Der Umfang der Tatvorwürfe sollte stets in Abwägung des größten möglichen Ergebnisses gegen ein fundiertes Verfahren erhoben werden. Es macht keinen Sinn Vorwürfe die sich nicht zweifelsfrei belegen lassen in das Verfahren aufzunehmen, da diese - insbesondere im Falle einer Gerichtsverhandlung - das Verfahren insgesamt in ein ungünstiges Licht rücken.Im Zweifel sollte auf einzelen Vorwürfe lieber verzichtet werden, um nicht das restliche Verfahren zu gefährden.
In den Rechtsgebieten in denen es keine Vorschriften über die zu erhebenden Bußgelder für bestimmte Fallkonstellationen gibt, also nicht dem Straßenverkehrsrecht mit seinem Bußgeldkatalog, ist die Abwägung welches Bußgeld angebracht und angemessen ist nicht leicht. Als Richtschnur dient im Gesetz dann meist nur der Bußgeldrahmen (z.B. § 33 Abs. 6 AWG: 500.000 EUR bei vorsätzlichen ungenehmigten Einfuhren) und der § 17 Abs. 4 OWiG. Dieser schreibt vor, daß das Bußgeld den wirtschaftlichen Vorteil des Täter überschreiten soll. Die Feststellung was wirtschaftlicher Vorteil aus der Tat ist und wie hoch dieser beziffert werden kann ist in vielen Fällen nicht trivial (vgl. hierzu auch Göhler RNrn. 37 bis 45 zu § 17). Diese Abwägungen sind eine Seite der Ermittlung der Bußgeldhöhe. Eine andere ist auch verfahrenstaktischer Natur. Die Androhung eines überhöhten Bußgeldes wird mit an Sicherheit grenzender Wahrscheinlichkeit im Gerichtsverfahren enden. Dort die geforderte Höhe aufrecht zu erhalten wird meist nicht möglich sein. Eine zu niedrige Bußgeldhöhe schafft keinen Anreiz sich zukünftig an die Vorschriften zu halten. Das Bußgeld muß also so hoch sein, daß es weh tut, aber gleichzeitig nicht so hoch, daß es nicht mehr zu zahlen ist. Insbesondere bei Bußgeldern gegen Unternehmen sollte auch das Insolvenzrisiko berücksichtigt werden.
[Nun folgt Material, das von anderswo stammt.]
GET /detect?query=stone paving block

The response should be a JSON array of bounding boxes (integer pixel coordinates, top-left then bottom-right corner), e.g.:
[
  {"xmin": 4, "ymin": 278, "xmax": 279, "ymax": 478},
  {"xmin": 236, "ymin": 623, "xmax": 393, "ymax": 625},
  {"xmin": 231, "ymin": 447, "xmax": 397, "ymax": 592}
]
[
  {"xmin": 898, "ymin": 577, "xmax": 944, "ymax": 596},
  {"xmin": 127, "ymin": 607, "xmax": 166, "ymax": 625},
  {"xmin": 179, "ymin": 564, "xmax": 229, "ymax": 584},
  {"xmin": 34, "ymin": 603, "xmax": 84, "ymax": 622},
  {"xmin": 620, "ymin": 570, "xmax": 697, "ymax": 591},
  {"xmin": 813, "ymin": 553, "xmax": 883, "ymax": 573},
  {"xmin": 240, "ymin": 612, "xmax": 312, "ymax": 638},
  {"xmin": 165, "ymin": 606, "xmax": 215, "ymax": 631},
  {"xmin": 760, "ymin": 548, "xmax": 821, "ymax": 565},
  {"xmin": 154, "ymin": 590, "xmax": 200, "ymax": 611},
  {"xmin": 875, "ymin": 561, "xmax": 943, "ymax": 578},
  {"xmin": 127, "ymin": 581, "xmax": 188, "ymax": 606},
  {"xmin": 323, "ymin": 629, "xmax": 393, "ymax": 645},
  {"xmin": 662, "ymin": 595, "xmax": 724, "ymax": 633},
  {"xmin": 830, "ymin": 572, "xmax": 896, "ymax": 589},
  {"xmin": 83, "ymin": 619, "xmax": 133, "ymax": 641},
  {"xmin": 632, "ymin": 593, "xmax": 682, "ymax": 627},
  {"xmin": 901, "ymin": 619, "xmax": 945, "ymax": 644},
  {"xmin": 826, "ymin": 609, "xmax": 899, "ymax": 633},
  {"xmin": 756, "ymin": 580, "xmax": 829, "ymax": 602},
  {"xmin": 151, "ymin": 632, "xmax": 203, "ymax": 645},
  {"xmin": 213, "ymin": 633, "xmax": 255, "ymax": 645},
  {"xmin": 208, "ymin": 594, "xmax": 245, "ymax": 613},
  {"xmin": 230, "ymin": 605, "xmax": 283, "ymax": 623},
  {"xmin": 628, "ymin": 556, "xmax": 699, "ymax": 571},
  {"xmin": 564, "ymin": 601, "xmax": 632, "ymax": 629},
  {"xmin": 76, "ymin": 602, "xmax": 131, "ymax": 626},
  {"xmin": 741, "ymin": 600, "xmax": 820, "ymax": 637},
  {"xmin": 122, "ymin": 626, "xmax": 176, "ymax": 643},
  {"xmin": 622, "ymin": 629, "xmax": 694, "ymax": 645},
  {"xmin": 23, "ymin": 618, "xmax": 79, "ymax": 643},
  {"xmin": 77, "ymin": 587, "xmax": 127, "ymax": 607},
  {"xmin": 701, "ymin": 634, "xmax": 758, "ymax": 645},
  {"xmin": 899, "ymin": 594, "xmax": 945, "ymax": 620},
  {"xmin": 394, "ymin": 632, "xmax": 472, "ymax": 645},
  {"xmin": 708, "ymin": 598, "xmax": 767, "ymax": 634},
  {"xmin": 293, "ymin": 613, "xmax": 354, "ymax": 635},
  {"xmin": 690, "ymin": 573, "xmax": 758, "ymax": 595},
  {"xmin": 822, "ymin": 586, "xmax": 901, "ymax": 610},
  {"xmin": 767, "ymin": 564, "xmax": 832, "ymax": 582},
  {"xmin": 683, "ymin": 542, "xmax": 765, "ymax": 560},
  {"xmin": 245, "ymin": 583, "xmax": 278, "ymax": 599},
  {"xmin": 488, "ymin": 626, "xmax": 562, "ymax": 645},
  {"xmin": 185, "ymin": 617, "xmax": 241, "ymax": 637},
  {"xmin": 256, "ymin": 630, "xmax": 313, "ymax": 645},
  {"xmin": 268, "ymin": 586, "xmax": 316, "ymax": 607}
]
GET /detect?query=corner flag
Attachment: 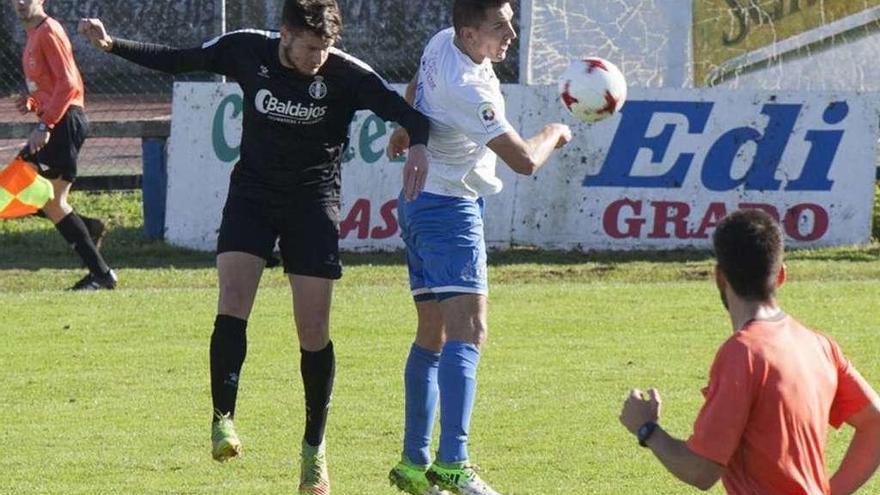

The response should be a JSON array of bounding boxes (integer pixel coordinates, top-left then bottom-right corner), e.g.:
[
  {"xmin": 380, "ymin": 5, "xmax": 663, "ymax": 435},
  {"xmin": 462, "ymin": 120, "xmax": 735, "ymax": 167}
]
[{"xmin": 0, "ymin": 153, "xmax": 54, "ymax": 219}]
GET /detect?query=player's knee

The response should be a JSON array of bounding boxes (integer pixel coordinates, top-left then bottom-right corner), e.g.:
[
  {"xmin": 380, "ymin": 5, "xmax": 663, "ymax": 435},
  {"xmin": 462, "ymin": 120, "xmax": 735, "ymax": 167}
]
[
  {"xmin": 459, "ymin": 318, "xmax": 488, "ymax": 347},
  {"xmin": 217, "ymin": 302, "xmax": 250, "ymax": 320},
  {"xmin": 298, "ymin": 330, "xmax": 329, "ymax": 352},
  {"xmin": 415, "ymin": 325, "xmax": 445, "ymax": 352},
  {"xmin": 43, "ymin": 196, "xmax": 63, "ymax": 211},
  {"xmin": 296, "ymin": 318, "xmax": 330, "ymax": 351},
  {"xmin": 217, "ymin": 285, "xmax": 254, "ymax": 319},
  {"xmin": 473, "ymin": 324, "xmax": 489, "ymax": 347},
  {"xmin": 42, "ymin": 201, "xmax": 69, "ymax": 223},
  {"xmin": 42, "ymin": 203, "xmax": 59, "ymax": 217}
]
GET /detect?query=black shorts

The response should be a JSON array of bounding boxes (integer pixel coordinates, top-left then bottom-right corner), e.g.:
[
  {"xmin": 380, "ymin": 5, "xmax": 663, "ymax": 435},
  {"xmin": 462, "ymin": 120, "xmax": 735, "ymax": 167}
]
[
  {"xmin": 216, "ymin": 183, "xmax": 342, "ymax": 279},
  {"xmin": 36, "ymin": 106, "xmax": 89, "ymax": 183}
]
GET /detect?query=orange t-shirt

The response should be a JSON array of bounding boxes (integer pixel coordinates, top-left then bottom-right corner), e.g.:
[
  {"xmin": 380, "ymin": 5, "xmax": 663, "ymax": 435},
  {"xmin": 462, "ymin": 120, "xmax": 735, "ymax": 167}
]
[
  {"xmin": 22, "ymin": 17, "xmax": 85, "ymax": 128},
  {"xmin": 686, "ymin": 315, "xmax": 878, "ymax": 495}
]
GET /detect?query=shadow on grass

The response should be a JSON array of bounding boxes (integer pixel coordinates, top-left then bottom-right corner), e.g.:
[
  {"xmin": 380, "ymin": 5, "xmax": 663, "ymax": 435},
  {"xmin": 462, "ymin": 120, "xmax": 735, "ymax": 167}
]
[
  {"xmin": 342, "ymin": 246, "xmax": 718, "ymax": 267},
  {"xmin": 0, "ymin": 226, "xmax": 214, "ymax": 270},
  {"xmin": 343, "ymin": 241, "xmax": 880, "ymax": 267},
  {"xmin": 2, "ymin": 222, "xmax": 877, "ymax": 272},
  {"xmin": 786, "ymin": 245, "xmax": 880, "ymax": 263}
]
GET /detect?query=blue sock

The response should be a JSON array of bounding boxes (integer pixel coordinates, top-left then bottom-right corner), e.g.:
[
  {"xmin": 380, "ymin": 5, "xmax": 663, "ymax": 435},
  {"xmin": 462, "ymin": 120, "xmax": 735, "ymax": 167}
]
[
  {"xmin": 403, "ymin": 344, "xmax": 441, "ymax": 466},
  {"xmin": 437, "ymin": 341, "xmax": 481, "ymax": 464}
]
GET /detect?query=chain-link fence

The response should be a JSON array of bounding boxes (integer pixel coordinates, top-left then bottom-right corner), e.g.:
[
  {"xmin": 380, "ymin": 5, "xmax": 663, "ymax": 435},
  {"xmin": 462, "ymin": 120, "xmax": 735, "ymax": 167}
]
[{"xmin": 1, "ymin": 0, "xmax": 519, "ymax": 178}]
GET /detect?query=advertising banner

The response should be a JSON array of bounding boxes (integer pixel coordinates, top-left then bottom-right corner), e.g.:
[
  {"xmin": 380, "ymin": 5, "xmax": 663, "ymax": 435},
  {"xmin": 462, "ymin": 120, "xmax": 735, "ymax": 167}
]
[
  {"xmin": 166, "ymin": 83, "xmax": 878, "ymax": 252},
  {"xmin": 693, "ymin": 0, "xmax": 880, "ymax": 85}
]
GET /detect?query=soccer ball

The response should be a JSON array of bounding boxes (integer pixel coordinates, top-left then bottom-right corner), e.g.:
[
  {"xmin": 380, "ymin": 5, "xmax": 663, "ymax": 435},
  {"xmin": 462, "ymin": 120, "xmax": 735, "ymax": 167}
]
[{"xmin": 558, "ymin": 57, "xmax": 627, "ymax": 123}]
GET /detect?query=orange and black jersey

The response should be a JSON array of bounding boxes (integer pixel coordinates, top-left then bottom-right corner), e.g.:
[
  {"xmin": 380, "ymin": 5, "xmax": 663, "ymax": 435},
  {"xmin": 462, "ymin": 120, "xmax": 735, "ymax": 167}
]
[
  {"xmin": 23, "ymin": 17, "xmax": 85, "ymax": 128},
  {"xmin": 109, "ymin": 30, "xmax": 429, "ymax": 201}
]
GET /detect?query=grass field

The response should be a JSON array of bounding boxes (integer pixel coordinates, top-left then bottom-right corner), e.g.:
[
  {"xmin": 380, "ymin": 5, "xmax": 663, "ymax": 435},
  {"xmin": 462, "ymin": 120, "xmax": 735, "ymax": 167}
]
[{"xmin": 2, "ymin": 191, "xmax": 880, "ymax": 494}]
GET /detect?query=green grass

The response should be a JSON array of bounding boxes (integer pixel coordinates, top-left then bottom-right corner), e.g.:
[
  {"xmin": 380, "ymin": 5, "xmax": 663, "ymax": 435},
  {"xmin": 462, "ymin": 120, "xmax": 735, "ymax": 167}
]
[{"xmin": 2, "ymin": 191, "xmax": 880, "ymax": 494}]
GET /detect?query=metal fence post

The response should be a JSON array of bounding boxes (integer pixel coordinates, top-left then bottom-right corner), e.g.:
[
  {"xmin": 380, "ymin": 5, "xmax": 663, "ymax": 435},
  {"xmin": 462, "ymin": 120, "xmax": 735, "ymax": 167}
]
[
  {"xmin": 142, "ymin": 138, "xmax": 167, "ymax": 240},
  {"xmin": 217, "ymin": 0, "xmax": 226, "ymax": 83}
]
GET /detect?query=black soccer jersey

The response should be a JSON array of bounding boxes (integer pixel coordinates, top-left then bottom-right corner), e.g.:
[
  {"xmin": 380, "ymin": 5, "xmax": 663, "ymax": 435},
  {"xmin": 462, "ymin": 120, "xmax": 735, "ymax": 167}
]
[{"xmin": 110, "ymin": 29, "xmax": 429, "ymax": 201}]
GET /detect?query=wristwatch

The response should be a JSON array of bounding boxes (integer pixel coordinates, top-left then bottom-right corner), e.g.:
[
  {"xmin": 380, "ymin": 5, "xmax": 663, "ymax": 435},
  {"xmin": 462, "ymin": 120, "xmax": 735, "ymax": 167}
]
[
  {"xmin": 37, "ymin": 122, "xmax": 51, "ymax": 132},
  {"xmin": 637, "ymin": 421, "xmax": 658, "ymax": 447}
]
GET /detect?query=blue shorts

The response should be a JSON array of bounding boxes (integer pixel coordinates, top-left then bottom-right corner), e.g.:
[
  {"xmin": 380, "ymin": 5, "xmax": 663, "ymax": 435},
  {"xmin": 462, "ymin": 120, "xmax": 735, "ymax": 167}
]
[{"xmin": 398, "ymin": 191, "xmax": 487, "ymax": 300}]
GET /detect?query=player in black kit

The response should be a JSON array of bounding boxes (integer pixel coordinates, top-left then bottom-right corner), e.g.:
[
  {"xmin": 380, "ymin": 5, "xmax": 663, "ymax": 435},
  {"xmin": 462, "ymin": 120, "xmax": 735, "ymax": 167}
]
[{"xmin": 79, "ymin": 1, "xmax": 430, "ymax": 493}]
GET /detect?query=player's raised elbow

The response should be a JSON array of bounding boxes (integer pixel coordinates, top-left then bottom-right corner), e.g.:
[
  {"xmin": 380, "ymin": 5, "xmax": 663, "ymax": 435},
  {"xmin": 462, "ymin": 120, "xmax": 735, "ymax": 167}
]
[
  {"xmin": 488, "ymin": 132, "xmax": 538, "ymax": 175},
  {"xmin": 506, "ymin": 157, "xmax": 539, "ymax": 176}
]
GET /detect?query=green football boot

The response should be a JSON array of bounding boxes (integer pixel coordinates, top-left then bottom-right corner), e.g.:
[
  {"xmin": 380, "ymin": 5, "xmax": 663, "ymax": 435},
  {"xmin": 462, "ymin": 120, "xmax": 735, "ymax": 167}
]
[
  {"xmin": 426, "ymin": 462, "xmax": 501, "ymax": 495},
  {"xmin": 211, "ymin": 412, "xmax": 242, "ymax": 462},
  {"xmin": 389, "ymin": 459, "xmax": 449, "ymax": 495},
  {"xmin": 298, "ymin": 440, "xmax": 330, "ymax": 495}
]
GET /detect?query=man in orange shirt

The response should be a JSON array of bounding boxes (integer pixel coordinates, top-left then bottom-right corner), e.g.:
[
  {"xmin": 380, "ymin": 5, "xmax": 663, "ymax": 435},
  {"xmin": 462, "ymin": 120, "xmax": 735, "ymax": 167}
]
[
  {"xmin": 12, "ymin": 0, "xmax": 116, "ymax": 290},
  {"xmin": 620, "ymin": 209, "xmax": 880, "ymax": 494}
]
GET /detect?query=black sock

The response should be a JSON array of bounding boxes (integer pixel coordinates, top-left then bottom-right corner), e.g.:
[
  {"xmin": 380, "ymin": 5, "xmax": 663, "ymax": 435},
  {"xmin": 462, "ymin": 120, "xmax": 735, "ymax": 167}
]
[
  {"xmin": 210, "ymin": 315, "xmax": 248, "ymax": 421},
  {"xmin": 79, "ymin": 214, "xmax": 103, "ymax": 234},
  {"xmin": 301, "ymin": 341, "xmax": 335, "ymax": 447},
  {"xmin": 55, "ymin": 212, "xmax": 110, "ymax": 275}
]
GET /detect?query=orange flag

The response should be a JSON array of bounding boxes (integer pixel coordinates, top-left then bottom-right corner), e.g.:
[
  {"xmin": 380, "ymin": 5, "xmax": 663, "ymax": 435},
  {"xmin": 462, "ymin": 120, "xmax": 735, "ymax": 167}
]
[{"xmin": 0, "ymin": 155, "xmax": 54, "ymax": 219}]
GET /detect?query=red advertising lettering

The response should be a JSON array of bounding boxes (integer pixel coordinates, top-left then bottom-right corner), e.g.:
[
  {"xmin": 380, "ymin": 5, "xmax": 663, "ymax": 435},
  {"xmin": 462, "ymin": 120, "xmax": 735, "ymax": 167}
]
[
  {"xmin": 783, "ymin": 203, "xmax": 828, "ymax": 241},
  {"xmin": 341, "ymin": 199, "xmax": 371, "ymax": 239},
  {"xmin": 371, "ymin": 200, "xmax": 399, "ymax": 239},
  {"xmin": 340, "ymin": 198, "xmax": 401, "ymax": 240},
  {"xmin": 602, "ymin": 198, "xmax": 645, "ymax": 238},
  {"xmin": 602, "ymin": 200, "xmax": 829, "ymax": 242},
  {"xmin": 648, "ymin": 201, "xmax": 690, "ymax": 239}
]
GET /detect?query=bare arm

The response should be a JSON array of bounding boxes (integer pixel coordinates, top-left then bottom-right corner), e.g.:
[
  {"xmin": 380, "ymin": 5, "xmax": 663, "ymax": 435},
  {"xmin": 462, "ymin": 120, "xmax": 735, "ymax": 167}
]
[
  {"xmin": 487, "ymin": 124, "xmax": 572, "ymax": 176},
  {"xmin": 620, "ymin": 388, "xmax": 725, "ymax": 491},
  {"xmin": 831, "ymin": 401, "xmax": 880, "ymax": 495},
  {"xmin": 644, "ymin": 426, "xmax": 725, "ymax": 491}
]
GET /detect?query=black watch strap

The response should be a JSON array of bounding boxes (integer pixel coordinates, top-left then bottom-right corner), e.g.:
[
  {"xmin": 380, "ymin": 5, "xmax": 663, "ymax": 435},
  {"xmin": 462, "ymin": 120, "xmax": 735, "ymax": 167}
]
[{"xmin": 637, "ymin": 421, "xmax": 658, "ymax": 447}]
Bußgelder stehen in der Rangordnung der Forderungen bei Vollstreckung in die Konkursmasse hinten an. Selbst wenn man ein sehr hohes Bußgeld gegen das Unternehmen durchsetzen kann, ist der wirkliche Erlös am Ende niedriger oder fällt ganz weg. Daher ist es in der Praxis durchaus üblich vor der Festsetzung eines Bußgeldes gegen ein Unternehmen sich dessen wirtschaftliche Leistungsfähigkeit darlegen zu lassen.
Finanziell lohnend für die Behörde ist auch zu prüfen, ob es eventuell Nebenbeteiligte gibt. Gibt es weitere Nutznießer aus der Tat, so ist es sinnvoll zu versuchen den Verfall des § 29a OWiG gegen diese anzuordnen. Die Beteiligung kann während des Verfahrens zu jedem Zeitpunkt angeordnet werden.